The UKAEA has been successful in reducing its costs and this has impacted on the estimated value of its remaining liabilities. In 1996/67 money values and discounted at 6% to April 1997 these were £2.4 billion compared with £3.3 billion in March 1994. In 1996/97 the UKAEA generated a total income of £256 million, some 61% of which was provided by the Department of Trade and Industry (DTI) under the DRAWMOPS programme. Any profits made on the Authority’s commercial activities (£4.5 million in 1996/97) are returned to the DTI. Some 72% of the total 1996/97 expenditure of £247 million was on contracts, most of which were competitively tendered, with external organisations. Staff at the end of 1996/97 numbered 2030. Over £8 million of the total staff costs of £59 million was accounted for by UKAEA staff seconded to the JET fusion project.
The UKAEA is responsible for both the UK fusion research programme and the UK’s contribution to the Joint European Torus (JET). The in-house programme centres on spherical tokamaks (START and MAST) and is funded by the DTI (£15 million in 1996/97).
The UKAEA still owns sites at Dounreay (Caithness), Windscale (Cumbria), Risley (Cheshire), Harwell and Culham (Oxfordshire) and Winfrith (Dorset). The aim is ultimately to dispose of all its property holdings. Decommissioning activities involve some 14 research and prototype reactors and several other radioactive facilities built over the past 50 years.
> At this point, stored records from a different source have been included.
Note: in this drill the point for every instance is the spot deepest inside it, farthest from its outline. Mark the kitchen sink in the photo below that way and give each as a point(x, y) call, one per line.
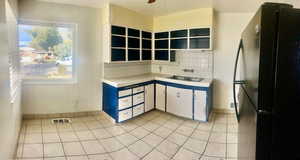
point(184, 78)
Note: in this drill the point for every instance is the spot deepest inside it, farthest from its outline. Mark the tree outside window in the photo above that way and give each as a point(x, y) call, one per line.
point(46, 51)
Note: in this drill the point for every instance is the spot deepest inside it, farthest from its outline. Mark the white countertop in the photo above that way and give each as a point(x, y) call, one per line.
point(126, 81)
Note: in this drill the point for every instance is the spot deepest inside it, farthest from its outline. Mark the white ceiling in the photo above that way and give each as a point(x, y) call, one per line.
point(162, 7)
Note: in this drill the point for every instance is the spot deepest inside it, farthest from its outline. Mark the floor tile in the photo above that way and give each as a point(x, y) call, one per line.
point(187, 131)
point(127, 139)
point(232, 128)
point(123, 154)
point(50, 137)
point(101, 133)
point(190, 123)
point(140, 148)
point(163, 132)
point(73, 148)
point(115, 130)
point(33, 138)
point(93, 124)
point(53, 150)
point(139, 132)
point(128, 126)
point(211, 158)
point(171, 125)
point(32, 150)
point(152, 136)
point(232, 150)
point(79, 126)
point(99, 157)
point(152, 139)
point(215, 149)
point(85, 135)
point(155, 155)
point(218, 137)
point(177, 138)
point(49, 128)
point(183, 154)
point(219, 128)
point(201, 135)
point(92, 147)
point(78, 158)
point(111, 144)
point(150, 126)
point(64, 128)
point(205, 126)
point(232, 138)
point(34, 129)
point(55, 158)
point(168, 148)
point(195, 145)
point(68, 137)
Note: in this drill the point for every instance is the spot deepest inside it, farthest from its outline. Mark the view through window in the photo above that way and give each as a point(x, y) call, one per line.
point(46, 51)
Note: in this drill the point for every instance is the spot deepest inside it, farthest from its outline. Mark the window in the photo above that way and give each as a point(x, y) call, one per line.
point(46, 51)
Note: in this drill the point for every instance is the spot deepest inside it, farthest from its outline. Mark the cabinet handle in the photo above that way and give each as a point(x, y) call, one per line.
point(178, 95)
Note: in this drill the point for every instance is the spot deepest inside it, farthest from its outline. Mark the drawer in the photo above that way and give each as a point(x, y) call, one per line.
point(125, 102)
point(125, 114)
point(138, 98)
point(138, 89)
point(125, 93)
point(137, 110)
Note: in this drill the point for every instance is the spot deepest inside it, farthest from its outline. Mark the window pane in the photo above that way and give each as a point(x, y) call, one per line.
point(46, 52)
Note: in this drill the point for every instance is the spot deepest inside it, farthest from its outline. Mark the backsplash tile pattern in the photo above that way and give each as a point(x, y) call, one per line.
point(200, 62)
point(125, 70)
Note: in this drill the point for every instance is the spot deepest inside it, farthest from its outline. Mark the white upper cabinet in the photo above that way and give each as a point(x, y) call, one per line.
point(200, 105)
point(160, 97)
point(149, 97)
point(180, 101)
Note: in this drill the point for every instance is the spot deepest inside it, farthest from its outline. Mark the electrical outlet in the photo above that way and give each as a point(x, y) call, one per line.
point(232, 105)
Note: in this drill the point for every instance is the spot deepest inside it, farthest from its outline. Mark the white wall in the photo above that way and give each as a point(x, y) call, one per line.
point(228, 30)
point(85, 94)
point(10, 113)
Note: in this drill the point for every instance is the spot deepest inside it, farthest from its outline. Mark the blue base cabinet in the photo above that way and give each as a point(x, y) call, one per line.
point(186, 101)
point(125, 102)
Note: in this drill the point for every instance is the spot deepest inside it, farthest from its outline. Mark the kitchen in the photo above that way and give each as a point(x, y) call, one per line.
point(139, 79)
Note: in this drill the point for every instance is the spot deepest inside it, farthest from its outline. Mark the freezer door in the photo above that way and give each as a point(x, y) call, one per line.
point(286, 133)
point(247, 128)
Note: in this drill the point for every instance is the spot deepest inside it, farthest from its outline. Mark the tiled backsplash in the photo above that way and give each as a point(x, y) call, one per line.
point(125, 70)
point(200, 62)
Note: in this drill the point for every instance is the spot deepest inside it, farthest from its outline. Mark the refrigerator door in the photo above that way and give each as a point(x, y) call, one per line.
point(257, 70)
point(286, 133)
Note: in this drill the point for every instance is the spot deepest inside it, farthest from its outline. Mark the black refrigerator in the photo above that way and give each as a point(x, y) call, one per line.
point(266, 85)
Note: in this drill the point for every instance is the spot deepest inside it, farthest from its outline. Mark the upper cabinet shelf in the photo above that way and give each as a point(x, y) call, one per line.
point(128, 44)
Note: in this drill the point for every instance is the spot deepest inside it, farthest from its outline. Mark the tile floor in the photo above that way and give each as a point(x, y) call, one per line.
point(152, 136)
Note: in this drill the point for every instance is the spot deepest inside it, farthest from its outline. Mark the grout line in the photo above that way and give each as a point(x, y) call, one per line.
point(144, 120)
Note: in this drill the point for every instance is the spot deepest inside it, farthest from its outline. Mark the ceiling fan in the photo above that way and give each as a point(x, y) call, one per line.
point(151, 1)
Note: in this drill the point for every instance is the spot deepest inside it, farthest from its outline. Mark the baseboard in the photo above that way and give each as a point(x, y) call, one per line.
point(223, 110)
point(61, 115)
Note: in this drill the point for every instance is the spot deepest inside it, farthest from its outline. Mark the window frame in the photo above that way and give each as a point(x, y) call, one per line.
point(74, 28)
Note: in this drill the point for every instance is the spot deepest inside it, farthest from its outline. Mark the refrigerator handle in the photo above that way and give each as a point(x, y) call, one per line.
point(236, 82)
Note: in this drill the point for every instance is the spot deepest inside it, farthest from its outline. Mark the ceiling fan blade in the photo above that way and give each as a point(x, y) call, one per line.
point(151, 1)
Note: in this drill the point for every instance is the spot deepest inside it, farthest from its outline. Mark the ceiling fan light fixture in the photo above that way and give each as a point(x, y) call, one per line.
point(151, 1)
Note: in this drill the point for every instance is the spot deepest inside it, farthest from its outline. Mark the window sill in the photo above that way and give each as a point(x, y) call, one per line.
point(48, 82)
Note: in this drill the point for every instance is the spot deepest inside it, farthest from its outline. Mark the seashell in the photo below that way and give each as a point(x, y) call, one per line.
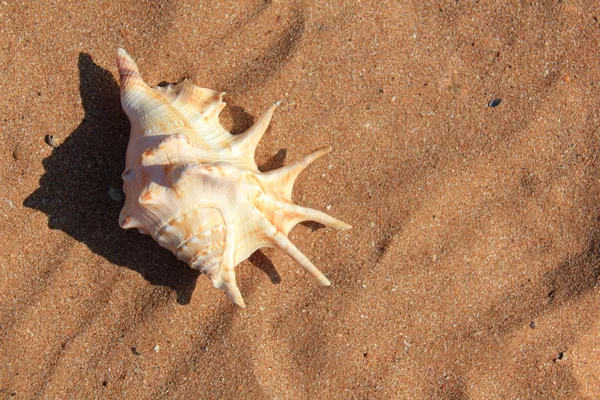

The projects include the Steam Generating Heavy Water (SGHWR) and the Dragon reactor at Winfrith, the WAGR at Windscale, the Prototype Fast Reactor (PFR) and waste management operations at Dounreay, and chemical engineering buildings at Harwell. A feature of the programme has been the divesting of experienced teams from the UKAEA to commercial companies such as WasteChem, NNC, and Rolls-Royce Engineering. An important example of the use of contractors was the appointment in August 1996 of W S Atkins and Associates, supported by AEA Technology and Rolls-Royce, to assist the UKAEA team in managing the Dounreay site.
Commercial nuclear fuel services for research and isotope producing reactors continue to be operated at Dounreay. These include fuel fabrication, uranium recovery and reprocessing. The plant reprocessing fuel from the Prototype Fast Reactor was shut down in September 1996, following a leak in the dissolver. This prompted a full review of all the options for managing the PFR fuel and a combined UKAEA/BNFL team is now analysing the options for the replacement of the dissolver. In the meantime the plant is reprocessing un-irradiated material using another dissolver, the residue recovery plant, which was designed for this purpose.